We clean up in CPU space only and leave the K, V cache untouched, to enable prefix caching. There are two distinct concepts:

  • Eviction: removing unused cache pages. This is considered when admitting a new prefill request into the current batch. The radix cache helps decide which page to evict.
  • Retraction: this happens when there isn’t even enough memory for the ongoing decode requests.

We don’t clean up beforehand; we wait until there isn’t enough space left, then run retraction or eviction.

How to deploy it?

To deploy an LLM with several independent instances, we have two options:

  • One pod, many schedulers: a single pod runs several schedulers behind a DataParallelController.
  • Many pods, one scheduler each: several pods each run a single scheduler, placed behind a service or, better, the sglang-router acting as an LLM gateway.

The DataParallelController has a similar set of routing algorithms to sglang-router.

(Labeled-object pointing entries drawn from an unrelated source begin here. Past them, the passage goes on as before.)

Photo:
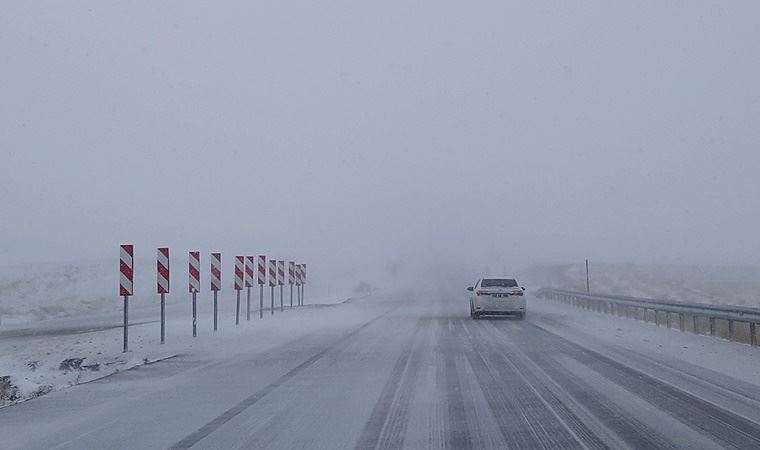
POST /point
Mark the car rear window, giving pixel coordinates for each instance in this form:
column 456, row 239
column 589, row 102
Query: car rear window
column 499, row 282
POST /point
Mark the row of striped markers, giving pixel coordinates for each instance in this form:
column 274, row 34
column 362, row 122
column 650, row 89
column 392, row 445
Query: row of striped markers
column 245, row 272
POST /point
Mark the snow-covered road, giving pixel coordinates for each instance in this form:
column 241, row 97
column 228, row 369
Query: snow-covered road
column 414, row 371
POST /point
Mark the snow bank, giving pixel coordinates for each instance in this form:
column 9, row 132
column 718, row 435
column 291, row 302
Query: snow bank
column 700, row 284
column 49, row 355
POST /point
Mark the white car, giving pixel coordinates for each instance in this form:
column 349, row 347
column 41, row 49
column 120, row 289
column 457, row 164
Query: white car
column 497, row 296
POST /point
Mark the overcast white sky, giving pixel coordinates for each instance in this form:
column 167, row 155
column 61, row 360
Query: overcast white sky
column 486, row 132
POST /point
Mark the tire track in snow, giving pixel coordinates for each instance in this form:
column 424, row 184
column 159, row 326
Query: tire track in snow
column 524, row 420
column 387, row 423
column 228, row 415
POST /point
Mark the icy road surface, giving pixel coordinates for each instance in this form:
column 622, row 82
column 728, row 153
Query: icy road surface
column 414, row 371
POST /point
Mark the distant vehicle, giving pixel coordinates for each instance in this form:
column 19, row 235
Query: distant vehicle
column 497, row 296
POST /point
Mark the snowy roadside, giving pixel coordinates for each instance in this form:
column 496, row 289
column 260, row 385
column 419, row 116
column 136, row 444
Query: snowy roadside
column 596, row 330
column 49, row 355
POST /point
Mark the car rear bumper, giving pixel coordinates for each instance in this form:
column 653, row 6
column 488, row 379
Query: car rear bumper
column 500, row 306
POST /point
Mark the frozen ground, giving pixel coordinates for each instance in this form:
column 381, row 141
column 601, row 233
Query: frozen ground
column 410, row 370
column 41, row 291
column 701, row 284
column 41, row 356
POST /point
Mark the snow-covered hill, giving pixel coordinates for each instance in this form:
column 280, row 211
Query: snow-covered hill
column 728, row 285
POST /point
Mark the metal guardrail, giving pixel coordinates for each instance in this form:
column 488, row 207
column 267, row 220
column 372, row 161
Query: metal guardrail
column 640, row 308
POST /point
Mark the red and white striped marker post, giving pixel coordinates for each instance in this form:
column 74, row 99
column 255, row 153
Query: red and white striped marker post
column 261, row 278
column 272, row 278
column 126, row 285
column 162, row 285
column 239, row 276
column 303, row 281
column 216, row 281
column 291, row 279
column 249, row 261
column 281, row 281
column 298, row 283
column 194, row 269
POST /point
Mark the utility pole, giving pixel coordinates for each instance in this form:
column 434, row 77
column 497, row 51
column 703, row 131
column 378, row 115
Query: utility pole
column 588, row 283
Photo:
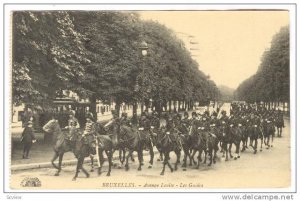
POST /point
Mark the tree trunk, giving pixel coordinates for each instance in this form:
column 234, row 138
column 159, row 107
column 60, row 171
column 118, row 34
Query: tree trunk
column 93, row 106
column 134, row 113
column 117, row 107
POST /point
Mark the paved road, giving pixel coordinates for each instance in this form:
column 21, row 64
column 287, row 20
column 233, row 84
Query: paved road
column 269, row 168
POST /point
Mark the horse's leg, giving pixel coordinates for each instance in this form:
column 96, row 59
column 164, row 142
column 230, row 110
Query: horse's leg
column 230, row 146
column 127, row 157
column 61, row 155
column 164, row 165
column 168, row 162
column 140, row 158
column 226, row 151
column 272, row 137
column 178, row 153
column 101, row 159
column 109, row 157
column 92, row 162
column 211, row 156
column 77, row 170
column 82, row 168
column 199, row 158
column 55, row 156
column 151, row 156
column 193, row 159
column 255, row 146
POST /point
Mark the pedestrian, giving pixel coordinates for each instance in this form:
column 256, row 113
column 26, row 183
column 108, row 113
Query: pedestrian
column 27, row 138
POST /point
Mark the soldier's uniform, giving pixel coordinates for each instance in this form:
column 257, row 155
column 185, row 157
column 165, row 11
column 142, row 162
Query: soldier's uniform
column 73, row 125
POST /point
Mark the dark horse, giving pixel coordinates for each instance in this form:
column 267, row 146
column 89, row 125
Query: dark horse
column 236, row 133
column 61, row 144
column 269, row 132
column 133, row 140
column 167, row 142
column 225, row 139
column 255, row 132
column 198, row 143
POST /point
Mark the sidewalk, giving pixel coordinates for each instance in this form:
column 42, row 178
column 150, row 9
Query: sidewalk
column 40, row 154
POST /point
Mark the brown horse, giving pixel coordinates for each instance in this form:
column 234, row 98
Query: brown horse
column 167, row 143
column 198, row 143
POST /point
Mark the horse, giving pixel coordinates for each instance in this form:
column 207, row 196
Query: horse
column 236, row 138
column 255, row 132
column 198, row 144
column 133, row 140
column 279, row 122
column 167, row 144
column 60, row 141
column 245, row 130
column 225, row 139
column 269, row 131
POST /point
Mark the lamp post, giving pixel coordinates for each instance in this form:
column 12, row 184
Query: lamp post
column 143, row 47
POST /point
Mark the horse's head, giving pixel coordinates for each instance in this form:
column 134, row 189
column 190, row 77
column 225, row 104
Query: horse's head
column 52, row 126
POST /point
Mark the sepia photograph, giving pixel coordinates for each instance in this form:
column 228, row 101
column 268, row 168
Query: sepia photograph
column 150, row 100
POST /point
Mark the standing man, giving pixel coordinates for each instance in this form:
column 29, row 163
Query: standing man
column 27, row 138
column 73, row 124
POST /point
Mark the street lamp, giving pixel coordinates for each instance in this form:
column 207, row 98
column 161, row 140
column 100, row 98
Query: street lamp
column 144, row 47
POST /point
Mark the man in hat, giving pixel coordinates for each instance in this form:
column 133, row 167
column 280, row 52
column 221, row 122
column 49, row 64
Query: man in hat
column 27, row 138
column 124, row 120
column 73, row 124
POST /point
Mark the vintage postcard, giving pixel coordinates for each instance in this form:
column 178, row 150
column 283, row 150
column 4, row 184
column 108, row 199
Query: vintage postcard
column 150, row 98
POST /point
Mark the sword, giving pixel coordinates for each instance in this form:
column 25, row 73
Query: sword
column 97, row 152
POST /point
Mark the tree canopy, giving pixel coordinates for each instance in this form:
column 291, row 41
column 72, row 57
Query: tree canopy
column 97, row 54
column 271, row 83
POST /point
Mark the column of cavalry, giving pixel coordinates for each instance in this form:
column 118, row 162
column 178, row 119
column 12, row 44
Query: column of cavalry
column 248, row 128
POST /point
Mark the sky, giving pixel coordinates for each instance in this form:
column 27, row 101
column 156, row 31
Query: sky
column 230, row 43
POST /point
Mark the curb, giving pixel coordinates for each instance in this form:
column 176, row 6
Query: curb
column 15, row 168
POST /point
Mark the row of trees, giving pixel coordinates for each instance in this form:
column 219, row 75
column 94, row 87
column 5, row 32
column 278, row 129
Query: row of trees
column 271, row 83
column 97, row 55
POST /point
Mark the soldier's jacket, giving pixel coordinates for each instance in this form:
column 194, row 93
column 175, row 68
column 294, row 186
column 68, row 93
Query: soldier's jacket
column 155, row 122
column 89, row 128
column 125, row 122
column 145, row 123
column 184, row 126
column 73, row 123
column 223, row 118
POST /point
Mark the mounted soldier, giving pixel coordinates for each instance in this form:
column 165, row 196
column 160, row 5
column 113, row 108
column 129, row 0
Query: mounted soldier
column 73, row 125
column 124, row 120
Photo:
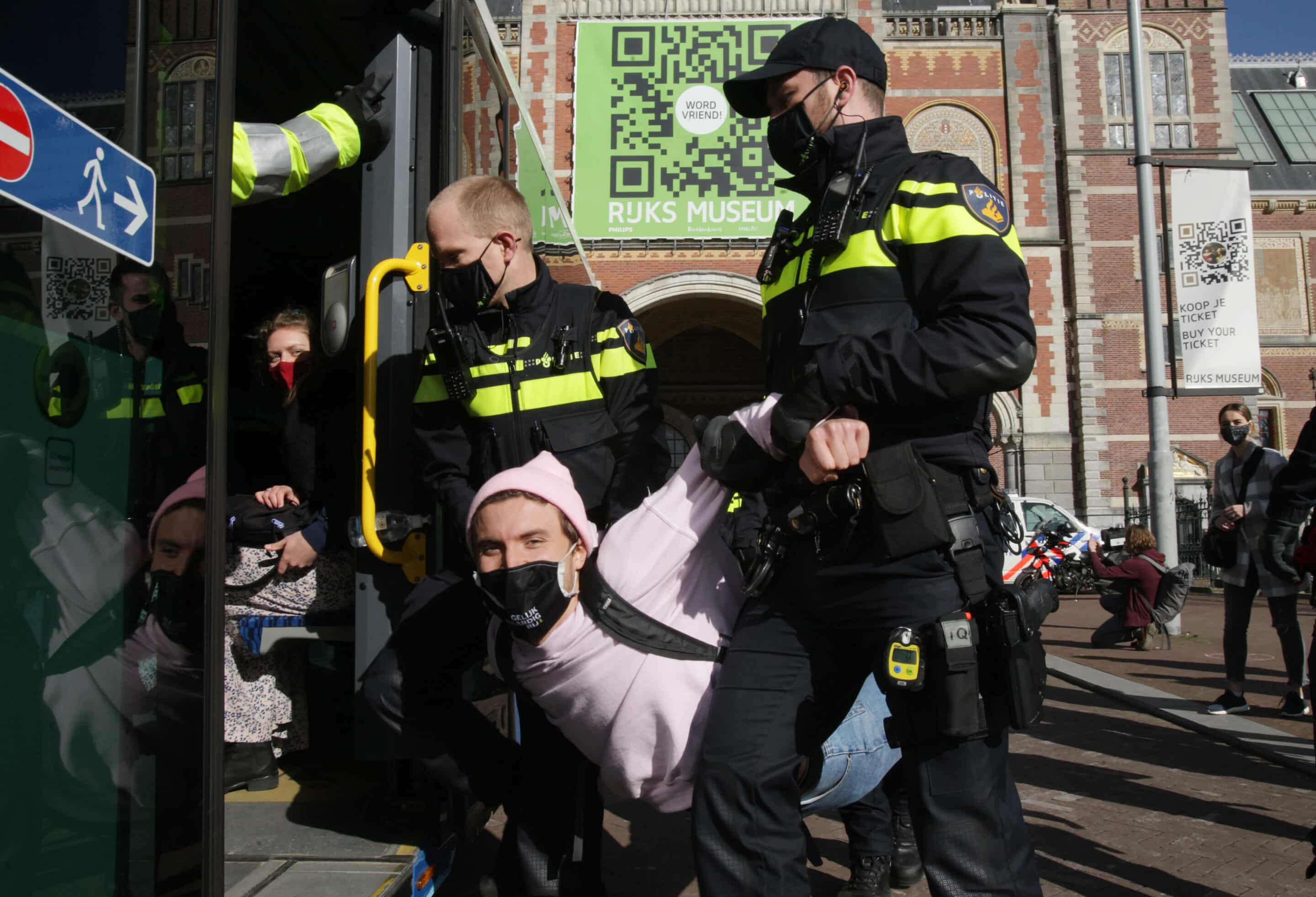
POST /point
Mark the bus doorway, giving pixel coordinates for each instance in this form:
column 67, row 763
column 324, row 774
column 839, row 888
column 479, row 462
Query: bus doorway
column 332, row 300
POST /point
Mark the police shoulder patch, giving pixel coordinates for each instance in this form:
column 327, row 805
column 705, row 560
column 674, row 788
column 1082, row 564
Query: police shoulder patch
column 986, row 204
column 633, row 337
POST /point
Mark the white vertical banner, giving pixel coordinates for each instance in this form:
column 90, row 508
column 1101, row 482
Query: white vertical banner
column 1215, row 285
column 74, row 283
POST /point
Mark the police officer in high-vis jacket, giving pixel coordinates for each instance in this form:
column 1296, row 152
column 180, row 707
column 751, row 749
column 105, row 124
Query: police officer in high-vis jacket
column 519, row 363
column 899, row 297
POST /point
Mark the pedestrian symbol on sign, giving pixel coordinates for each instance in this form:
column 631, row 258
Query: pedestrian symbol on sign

The former can be slightly better since it has a better view of the requests, but overall the delta should be minimal.

flowchart TB
    subgraph opt1["Option 1: one pod, many schedulers"]
        DPC[DataParallelController] --> S1[Scheduler]
        DPC --> S2[Scheduler]
        DPC --> S3[Scheduler]
    end
    subgraph opt2["Option 2: many pods, one scheduler each"]
        R[sglang-router] --> P1[Pod: Scheduler]
        R --> P2[Pod: Scheduler]
        R --> P3[Pod: Scheduler]
    end

Each approach has its own advantages, but I prefer several pods each hosting a separate scheduler. It gives a clearer scaling pattern, and if something goes wrong in one pod it won’t affect the others.